Включение самообслуживания заключается в том, чтобы предоставлять нужные данные нужным людям и позволять им задавать свои вопросы и отвечать на них. Он устраняет петлю обратной связи между бизнес-пользователями, отправляющими запросы, и ИТ-разработчиками, создающими отчеты, что замедляет скорость получения аналитических сведений. В конечном итоге люди, которые лучше всего знакомы с тем, что представляют собой данные, могут лучше всего их проанализировать. Однако здесь есть проблемы. Первый - это навыки, необходимые для использования необработанных данных, часто требующие умения писать запросы SQL и глубокого знания таблиц и взаимосвязей базы данных. Это также может быть кошмаром для управления, часто когда данные, извлекаемые из базы данных, изменяются, совместно используются и снова изменяются. Легко забыть, какой отчет основан на каких данных. Одноразовые отчеты также могут быть созданы и отправлены по электронной почте и в конечном итоге потеряны при очистке почтового ящика в будущем. Создание среды, в которой тщательно подобранные данные можно легко обмениваться, анализировать с помощью интуитивно понятных инструментов, а затем сохранять в централизованном месте, имеет решающее значение для успешного самообслуживания. Метод, который я собираюсь обсудить сегодня, использует Tableau Server в сочетании с настраиваемым порталом для доставки решения.

Встраивание

Многие из функций, обсуждаемых в посте, можно использовать в Tableau изначально без какой-либо дополнительной работы. Однако размещение портала на верхнем уровне позволяет нам расширить наши варианты использования, добавить настраиваемые функции и добавить слой в дополнительный пользовательский интерфейс. Мы обсудим, как написать сценарий некоторых из наиболее повторяющихся задач, необходимых для настройки самообслуживания, и настроить внешний вид контента, чтобы сделать его еще более доступным. Многие из этих концепций по-прежнему имеют ценность, такие как создание и публикация тщательно отобранных наборов данных, управление контентом с помощью проектов, а также использование функций AskData и веб-редактирования. Я призываю всех начать работу с этими областями, даже если создание собственного портала в настоящее время не является вариантом.

Требования

Мы собираемся структурировать нашу среду самообслуживания следующим образом:

  • Будут опубликованы наборы данных, в данном случае экстракты таблиц, которые не являются базовыми источниками данных информационных панелей, но могут быть связаны (мы обсудим это позже)
  • У каждого пользователя будет свой проект песочницы, где он сможет сохранить свою работу.
  • Пользователи не смогут видеть содержимое чужой песочницы, но будут видеть содержимое общедоступных проектов.
  • Пользователи не могут сохранять работу в этих общедоступных проектах

Настройка пользователей и разрешений

Для контекста в этом примере используется портал, который имеет собственную версию локальной аутентификации и настроен с доверенной аутентификацией с Tableau Server. Пользователи существуют как на сервере, так и на портале, но создаются через портал.

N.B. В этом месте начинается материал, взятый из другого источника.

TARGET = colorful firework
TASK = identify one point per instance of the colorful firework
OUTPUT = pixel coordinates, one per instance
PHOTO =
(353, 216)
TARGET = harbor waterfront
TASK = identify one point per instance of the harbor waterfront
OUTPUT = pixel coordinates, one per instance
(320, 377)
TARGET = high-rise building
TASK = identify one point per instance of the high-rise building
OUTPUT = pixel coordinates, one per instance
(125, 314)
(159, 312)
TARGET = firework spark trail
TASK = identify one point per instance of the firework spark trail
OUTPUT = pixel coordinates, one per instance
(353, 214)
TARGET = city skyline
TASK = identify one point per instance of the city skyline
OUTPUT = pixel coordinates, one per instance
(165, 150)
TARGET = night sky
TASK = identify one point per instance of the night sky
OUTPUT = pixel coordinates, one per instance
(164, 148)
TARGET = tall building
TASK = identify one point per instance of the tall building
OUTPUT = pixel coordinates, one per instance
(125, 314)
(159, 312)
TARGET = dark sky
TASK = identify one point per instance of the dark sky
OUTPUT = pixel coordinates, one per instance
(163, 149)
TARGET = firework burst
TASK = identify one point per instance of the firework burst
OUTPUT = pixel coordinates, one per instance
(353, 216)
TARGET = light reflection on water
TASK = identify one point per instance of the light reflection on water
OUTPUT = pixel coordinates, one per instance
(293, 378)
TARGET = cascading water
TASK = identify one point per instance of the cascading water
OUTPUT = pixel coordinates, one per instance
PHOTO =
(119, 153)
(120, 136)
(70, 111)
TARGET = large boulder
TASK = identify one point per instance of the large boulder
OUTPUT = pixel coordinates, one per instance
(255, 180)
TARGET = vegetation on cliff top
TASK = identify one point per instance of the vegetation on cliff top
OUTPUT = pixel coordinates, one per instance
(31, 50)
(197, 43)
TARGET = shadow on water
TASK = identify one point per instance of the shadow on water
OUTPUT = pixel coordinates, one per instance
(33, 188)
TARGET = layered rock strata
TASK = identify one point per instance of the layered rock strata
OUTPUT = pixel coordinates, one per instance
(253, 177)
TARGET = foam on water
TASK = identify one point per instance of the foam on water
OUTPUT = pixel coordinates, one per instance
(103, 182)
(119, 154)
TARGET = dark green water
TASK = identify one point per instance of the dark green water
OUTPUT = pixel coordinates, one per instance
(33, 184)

Для достижения схемы, выделенной выше, нам нужно выполнять несколько шагов каждый раз, когда мы добавляем пользователя на наш портал, и все они будут автоматизированы с использованием Tableau REST API. Я не буду подробно останавливаться на собственном коде, написанном для этого, поскольку Tableau имеет обширную страницу ресурсов для API, включая примеры (Документация REST API), но я расскажу на высоком уровне о различных используемых вызовах.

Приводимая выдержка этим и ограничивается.